There is an obvious connection between LOST firms in a destination and the promotion of a desired lifestyle to their potential customers, the lifestyle-led consumer groups. It has long been recognised in marketing that consumers do not only purchase physical products and services, they also buy concepts and associated images attached to those products and services. For example, Kamman et al (1998) has suggested that rural life could be conceptualized as meaning quietness, space, physical activities, feeling of belonging to a community, small and human scale, sparsely populated, low density building, fresh air, healthy and peaceful. Kamman et al (1998) suggest that these lifestyle concepts and associated products can be 'reverse network engineered' in certain geographical locations to provide a blue print for policy and planning and encourage and stimulate certain forms of activities while excluding others that conflict with the lifestyle concept.

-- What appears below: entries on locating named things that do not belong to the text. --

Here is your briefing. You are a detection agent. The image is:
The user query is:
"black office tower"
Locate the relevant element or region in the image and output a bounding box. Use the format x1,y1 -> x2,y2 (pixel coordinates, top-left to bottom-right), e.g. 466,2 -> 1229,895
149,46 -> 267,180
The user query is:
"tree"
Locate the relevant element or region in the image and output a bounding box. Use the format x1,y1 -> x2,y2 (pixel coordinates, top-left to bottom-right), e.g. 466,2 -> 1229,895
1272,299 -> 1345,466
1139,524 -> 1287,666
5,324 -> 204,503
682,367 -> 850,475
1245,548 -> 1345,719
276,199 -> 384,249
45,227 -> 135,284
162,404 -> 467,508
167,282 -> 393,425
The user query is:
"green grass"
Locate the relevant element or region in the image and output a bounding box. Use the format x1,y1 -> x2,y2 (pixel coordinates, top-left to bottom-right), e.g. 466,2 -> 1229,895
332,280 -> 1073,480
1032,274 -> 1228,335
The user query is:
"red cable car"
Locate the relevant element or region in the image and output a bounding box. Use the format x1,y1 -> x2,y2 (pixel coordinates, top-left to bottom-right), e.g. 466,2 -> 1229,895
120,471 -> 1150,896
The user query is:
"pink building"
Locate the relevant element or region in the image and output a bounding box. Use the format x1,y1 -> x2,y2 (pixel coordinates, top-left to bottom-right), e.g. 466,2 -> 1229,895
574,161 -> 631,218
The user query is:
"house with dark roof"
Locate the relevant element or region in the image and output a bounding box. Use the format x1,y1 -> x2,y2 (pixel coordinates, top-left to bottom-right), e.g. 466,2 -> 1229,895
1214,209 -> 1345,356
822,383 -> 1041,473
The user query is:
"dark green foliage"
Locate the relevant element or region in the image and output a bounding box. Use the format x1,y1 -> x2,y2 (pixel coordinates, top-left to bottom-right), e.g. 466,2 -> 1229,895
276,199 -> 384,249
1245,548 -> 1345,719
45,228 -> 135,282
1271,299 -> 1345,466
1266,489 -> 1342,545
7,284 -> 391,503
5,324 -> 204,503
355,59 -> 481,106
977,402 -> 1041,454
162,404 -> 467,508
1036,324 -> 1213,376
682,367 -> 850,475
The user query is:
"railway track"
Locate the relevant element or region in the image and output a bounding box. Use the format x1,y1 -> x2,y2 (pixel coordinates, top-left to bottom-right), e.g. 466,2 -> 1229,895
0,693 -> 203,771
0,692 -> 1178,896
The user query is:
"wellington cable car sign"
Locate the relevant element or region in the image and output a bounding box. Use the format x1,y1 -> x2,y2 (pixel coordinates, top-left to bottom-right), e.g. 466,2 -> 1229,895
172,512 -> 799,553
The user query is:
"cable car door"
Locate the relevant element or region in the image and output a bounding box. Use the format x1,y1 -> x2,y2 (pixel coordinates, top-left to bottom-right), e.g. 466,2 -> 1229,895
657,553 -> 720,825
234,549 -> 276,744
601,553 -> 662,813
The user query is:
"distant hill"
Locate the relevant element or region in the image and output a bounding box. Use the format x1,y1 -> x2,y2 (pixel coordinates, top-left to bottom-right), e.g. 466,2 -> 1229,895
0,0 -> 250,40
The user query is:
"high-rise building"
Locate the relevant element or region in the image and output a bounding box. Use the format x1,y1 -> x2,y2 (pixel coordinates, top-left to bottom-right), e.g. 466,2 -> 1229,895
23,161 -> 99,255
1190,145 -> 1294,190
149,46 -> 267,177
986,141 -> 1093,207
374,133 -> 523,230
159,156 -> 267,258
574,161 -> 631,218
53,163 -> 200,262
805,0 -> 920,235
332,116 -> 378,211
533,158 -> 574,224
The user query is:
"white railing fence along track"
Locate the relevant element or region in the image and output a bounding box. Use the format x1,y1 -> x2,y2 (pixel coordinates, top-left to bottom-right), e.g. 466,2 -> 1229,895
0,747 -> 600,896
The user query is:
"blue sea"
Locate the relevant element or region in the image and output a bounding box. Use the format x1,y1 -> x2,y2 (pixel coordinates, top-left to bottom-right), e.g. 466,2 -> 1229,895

Walmsley (2003) contends that there will be winners and losers in the emergent lifestyle-led consumption oriented society, citing places such as Denmark, on the south coast of Western Australia as having an image that "can accommodate a lifestyle oriented tourism industry" (2003:68). In this way, tourism is critical to the changing nature of rural locales that are the target of lifestyle consumers as well as those small tourism firms that seek to exploit the locational and lifestyle benefits that are vested in these places. Potentially all 'post-rural' places could offer the 'otherness' that urbanized Australians are increasingly demanding and thereby capitalize on the centrality of lifestyle in the consumer society, increasing mobility and prosperity of lifestyle oriented groups, such as retired baby boomers and advances in technology for place promotion. The need to generate an income during the transition from farming to tourism, or from salaried to selfemployment or retirement is also a significant driver of change in rural areas. Thus, opportunity and necessity is evident in many rural areas, including the Ferguson Valley in Western Australia that forms the case study in this paper. Descriptions of the valley in the words of the LOST firms designed to appeal to lifestyle oriented consumers provide insights into the multiple dimensions of lifestyle firms as depicted in a systemic model of LOST firms proposed in this paper.